Después la trasladaron hasta la denominada Reducción Aborigen de Bartolomé de las Casas y a posteriori a la Escuela 25 de Fontana donde se conoció con mi padre quien, luego de ser dependiente del hotel de Pascual Pelosi y de Casa Guaraní de don Alberto Sidi, consiguió ingresar como inspector en la comisión de fomento lugareña.
Allí se conocieron don Pataito y doña Adelina quienes me trajeron al mundo junto a mi hermana Blanca. Allí me concibieron aunque nací en el Sanatorio Pasteur asistido por el médico correntino Luis Gutnisky.
En realidad, no son mucho los recuerdos infantiles de Comandante Fontana porque tenía escasos cinco años cuando trasladaron a mi madre a la Escuela 19 Benjamín Zorrilla de esta ciudad -en Hipólito Yrigoyen y Córdoba- y mi padre inició, junto con algunos de sus hermanos, actividades comerciales. Mamá amó extremadamente su misión docente y papá se sintió orgullosamente almacenero.
Sí hay mucho caudal sentimental porque los pocos episodios que quedaron grabados en la mente reflejan la calma pueblerina y la ansiedad infantil por la mañana para aguardar la llegada del vendedor de frutas y verduras a cuyo carrito tirado por un burro nos montábamos con Bochín Tomás cuyo padre, don Emilio- quien luego fue vicegobernador y gobernador de Formosa- era el contador de Casa Guaraní.

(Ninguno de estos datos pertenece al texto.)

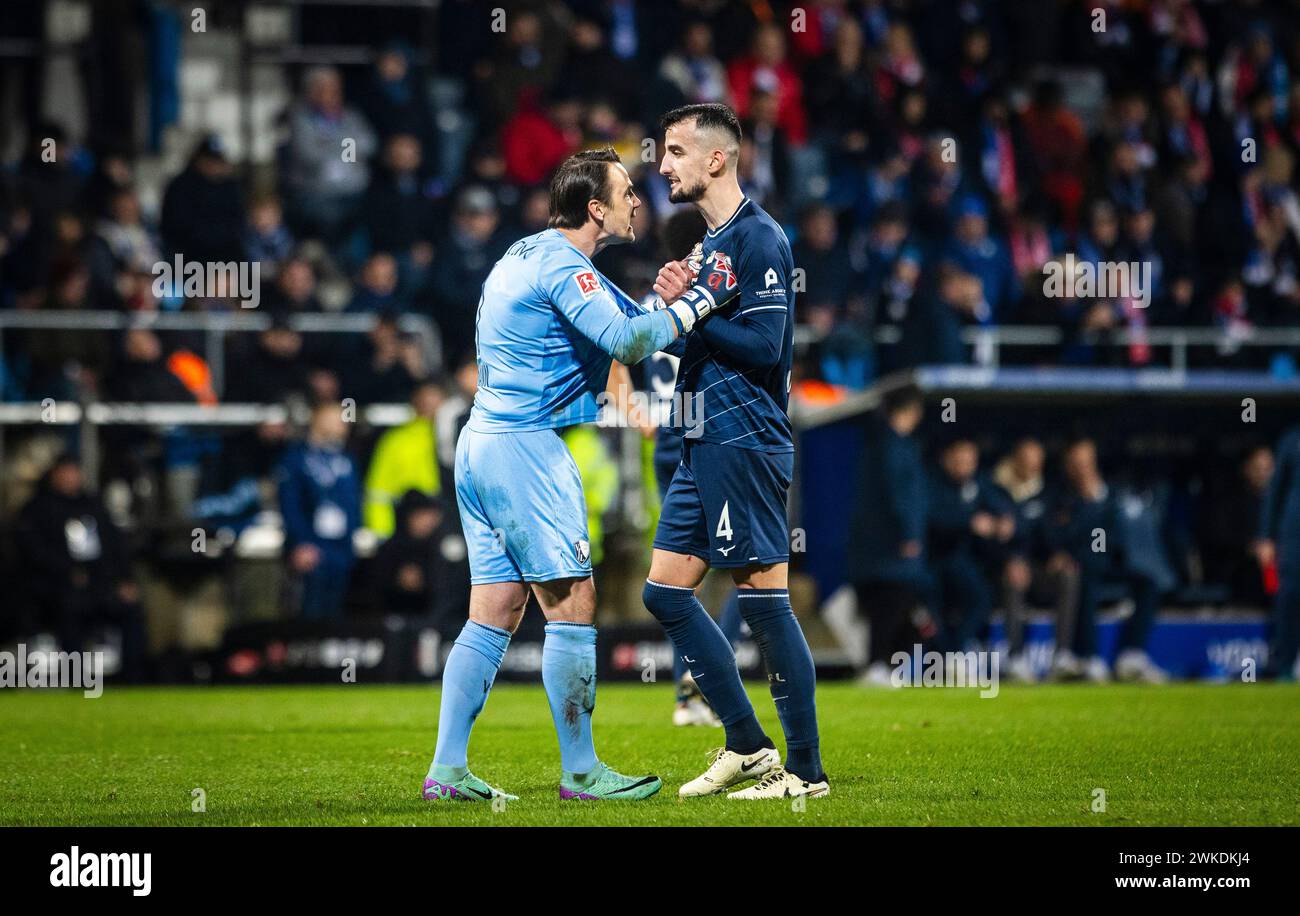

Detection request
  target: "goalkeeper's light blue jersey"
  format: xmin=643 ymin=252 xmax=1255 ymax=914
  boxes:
xmin=468 ymin=229 xmax=677 ymax=433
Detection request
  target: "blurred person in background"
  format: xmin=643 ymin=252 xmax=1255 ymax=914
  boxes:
xmin=363 ymin=134 xmax=438 ymax=295
xmin=900 ymin=264 xmax=988 ymax=368
xmin=343 ymin=312 xmax=425 ymax=404
xmin=285 ymin=66 xmax=378 ymax=248
xmin=365 ymin=378 xmax=445 ymax=538
xmin=1256 ymin=427 xmax=1300 ymax=681
xmin=993 ymin=437 xmax=1079 ymax=681
xmin=926 ymin=439 xmax=1015 ymax=652
xmin=372 ymin=490 xmax=469 ymax=635
xmin=845 ymin=387 xmax=928 ymax=687
xmin=18 ymin=455 xmax=147 ymax=682
xmin=224 ymin=313 xmax=312 ymax=404
xmin=430 ymin=186 xmax=506 ymax=353
xmin=659 ymin=19 xmax=728 ymax=108
xmin=1197 ymin=446 xmax=1275 ymax=608
xmin=727 ymin=22 xmax=809 ymax=146
xmin=243 ymin=195 xmax=298 ymax=282
xmin=943 ymin=194 xmax=1021 ymax=325
xmin=359 ymin=40 xmax=438 ymax=166
xmin=276 ymin=404 xmax=361 ymax=620
xmin=87 ymin=186 xmax=163 ymax=305
xmin=347 ymin=251 xmax=407 ymax=317
xmin=161 ymin=135 xmax=244 ymax=262
xmin=267 ymin=255 xmax=321 ymax=314
xmin=1048 ymin=439 xmax=1169 ymax=683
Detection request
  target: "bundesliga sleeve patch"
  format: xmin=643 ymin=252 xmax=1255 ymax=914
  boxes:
xmin=573 ymin=270 xmax=601 ymax=299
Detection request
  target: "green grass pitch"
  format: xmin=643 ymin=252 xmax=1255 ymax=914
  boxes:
xmin=0 ymin=683 xmax=1300 ymax=825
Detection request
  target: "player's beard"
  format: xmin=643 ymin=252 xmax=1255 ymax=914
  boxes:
xmin=668 ymin=181 xmax=705 ymax=204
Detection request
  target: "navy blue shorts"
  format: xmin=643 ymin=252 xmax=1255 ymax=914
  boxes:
xmin=654 ymin=440 xmax=794 ymax=569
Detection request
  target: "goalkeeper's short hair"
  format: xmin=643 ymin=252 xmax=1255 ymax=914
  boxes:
xmin=546 ymin=147 xmax=619 ymax=229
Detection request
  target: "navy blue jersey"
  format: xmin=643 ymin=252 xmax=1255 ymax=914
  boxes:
xmin=672 ymin=197 xmax=794 ymax=452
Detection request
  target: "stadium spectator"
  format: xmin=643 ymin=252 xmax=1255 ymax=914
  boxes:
xmin=845 ymin=387 xmax=928 ymax=686
xmin=926 ymin=439 xmax=1015 ymax=652
xmin=727 ymin=22 xmax=809 ymax=146
xmin=222 ymin=312 xmax=312 ymax=404
xmin=430 ymin=186 xmax=504 ymax=353
xmin=161 ymin=136 xmax=244 ymax=262
xmin=276 ymin=404 xmax=361 ymax=620
xmin=901 ymin=264 xmax=988 ymax=366
xmin=501 ymin=90 xmax=582 ymax=187
xmin=371 ymin=490 xmax=469 ymax=634
xmin=659 ymin=21 xmax=728 ymax=109
xmin=87 ymin=186 xmax=163 ymax=305
xmin=475 ymin=8 xmax=568 ymax=128
xmin=365 ymin=378 xmax=445 ymax=538
xmin=358 ymin=40 xmax=438 ymax=162
xmin=993 ymin=437 xmax=1079 ymax=681
xmin=1048 ymin=439 xmax=1167 ymax=683
xmin=285 ymin=66 xmax=378 ymax=246
xmin=340 ymin=313 xmax=425 ymax=404
xmin=363 ymin=134 xmax=437 ymax=295
xmin=243 ymin=195 xmax=296 ymax=282
xmin=1197 ymin=446 xmax=1274 ymax=608
xmin=347 ymin=251 xmax=407 ymax=317
xmin=190 ymin=421 xmax=289 ymax=534
xmin=18 ymin=455 xmax=148 ymax=681
xmin=943 ymin=194 xmax=1021 ymax=325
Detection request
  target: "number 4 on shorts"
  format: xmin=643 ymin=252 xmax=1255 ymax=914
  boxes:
xmin=714 ymin=500 xmax=732 ymax=541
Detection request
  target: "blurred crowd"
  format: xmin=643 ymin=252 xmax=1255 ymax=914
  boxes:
xmin=0 ymin=0 xmax=1300 ymax=680
xmin=846 ymin=387 xmax=1300 ymax=685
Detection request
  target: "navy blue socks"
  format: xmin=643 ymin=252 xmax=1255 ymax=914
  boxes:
xmin=641 ymin=579 xmax=764 ymax=754
xmin=743 ymin=589 xmax=826 ymax=782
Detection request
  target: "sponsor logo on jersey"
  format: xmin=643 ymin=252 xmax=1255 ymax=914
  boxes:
xmin=709 ymin=251 xmax=736 ymax=290
xmin=573 ymin=270 xmax=601 ymax=299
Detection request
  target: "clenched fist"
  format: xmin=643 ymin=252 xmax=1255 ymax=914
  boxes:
xmin=654 ymin=261 xmax=696 ymax=305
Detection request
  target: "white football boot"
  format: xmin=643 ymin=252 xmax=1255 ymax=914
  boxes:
xmin=677 ymin=747 xmax=781 ymax=798
xmin=727 ymin=767 xmax=831 ymax=802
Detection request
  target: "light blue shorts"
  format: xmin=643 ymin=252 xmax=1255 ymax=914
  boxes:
xmin=456 ymin=426 xmax=592 ymax=585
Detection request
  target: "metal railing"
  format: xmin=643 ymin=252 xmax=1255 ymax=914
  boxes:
xmin=794 ymin=318 xmax=1300 ymax=370
xmin=0 ymin=309 xmax=443 ymax=394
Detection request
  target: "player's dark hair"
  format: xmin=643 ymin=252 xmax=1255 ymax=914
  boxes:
xmin=659 ymin=101 xmax=744 ymax=146
xmin=546 ymin=147 xmax=619 ymax=229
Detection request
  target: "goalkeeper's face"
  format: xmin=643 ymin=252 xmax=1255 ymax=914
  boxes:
xmin=602 ymin=162 xmax=641 ymax=243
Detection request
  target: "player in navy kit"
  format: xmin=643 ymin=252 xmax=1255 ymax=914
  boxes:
xmin=634 ymin=209 xmax=744 ymax=726
xmin=644 ymin=104 xmax=829 ymax=799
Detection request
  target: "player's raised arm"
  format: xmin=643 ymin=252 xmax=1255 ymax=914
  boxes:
xmin=545 ymin=149 xmax=714 ymax=365
xmin=547 ymin=258 xmax=699 ymax=365
xmin=684 ymin=228 xmax=790 ymax=369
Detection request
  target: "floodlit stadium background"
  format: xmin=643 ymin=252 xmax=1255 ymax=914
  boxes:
xmin=0 ymin=0 xmax=1300 ymax=682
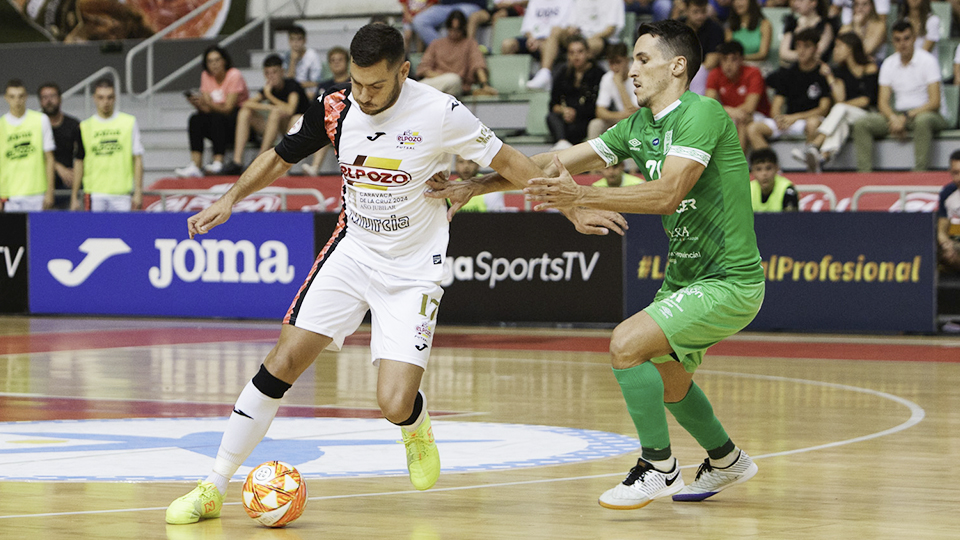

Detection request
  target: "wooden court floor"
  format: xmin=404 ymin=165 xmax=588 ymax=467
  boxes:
xmin=0 ymin=317 xmax=960 ymax=540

También los encuentros de mis padres con personas muy queridas como Pedro y José Somacal; Teéngue Antonori; Adán y Julio Argañaraz; Rubio Canesín- el papá de Pedro, el médico-; Toto y Juancito Pelosi; Pichón Obligado; María Luisa “ Morocha” Joaquín; Blanca Pastora “Tota” Chávez -tía del juez Marcos Bruno Quinteros- y las entrañables familias Maidana y Cerquand que también se radicaron con el tiempo en esta capital al igual que la del mayor Rojas cuyo hijo, Marcelo Tomas, trascendió en el mundo empresarial.
Tiempo de trompos, de pandorgas, de pica y cuarta y de los paseos por la laguna Chinchurreta, un reservorio que nunca se secaba.
Época inolvidable cuando mi padre me permitía que compartiese la montura suya para el paseo con un caballo zaino manso y tranquilo o de mi madre cosiendo las ropas, lavando, planchando, cocinando y ordeñando la vaca casera que daba leche fresca para la familia.
La gratitud infinita de mis padres a los doctores Romano, de Gendarmería, y Montag porque cuidó la salud familiar y también a Eulogia Castillo, quien contribuyó a criarnos.
El premio de abuela María con sus incomparables mbeyú y kivevé y los infaltables chirlos en las nalgas el Día de Pascuas.
En vísperas de este nuevo aniversario de la fundación de Fontana, evoco aquella comunidad aldeana, dividida por las vías del ferrocarril, los paseos en carro o burros por las polvorientas calles y los actos patrios cuando se izaba la bandera en el solitario mástil municipal.
La brevedad de la residencia en Fontana -entre 1947 y 1952- no implica que no perdurara en la intimidad de los afectos aquel paisaje, los viajes en tren y , sobre todo, una niñez inolvidable con mis padres, abuelos y tíos presentes.
Un sentimiento que reverdecía cada vez que tuve que viajar por este oficio de periodista a cubrir actos o las secuelas del tornado que se abatió sobre el pueblo, inclusive sobre el Colegio San José de la hermana Teresa Tribó que se derrumbó aunque la imagen del santo quedase intacta.
Esa sensación particular que llegó hasta la emoción máxima cuando en la celebración de su Centenario quedó en evidencia que aquella aldea se ha convertido en una moderna ciudad.
Un afecto que perdura con los años y que se prolonga hasta la emoción cada vez que algún fontanense aparece en la ciudad o que me recuerda situaciones desconocidas sobre la trayectoria de mis padres porque acrecienta mi orgullo por ellos.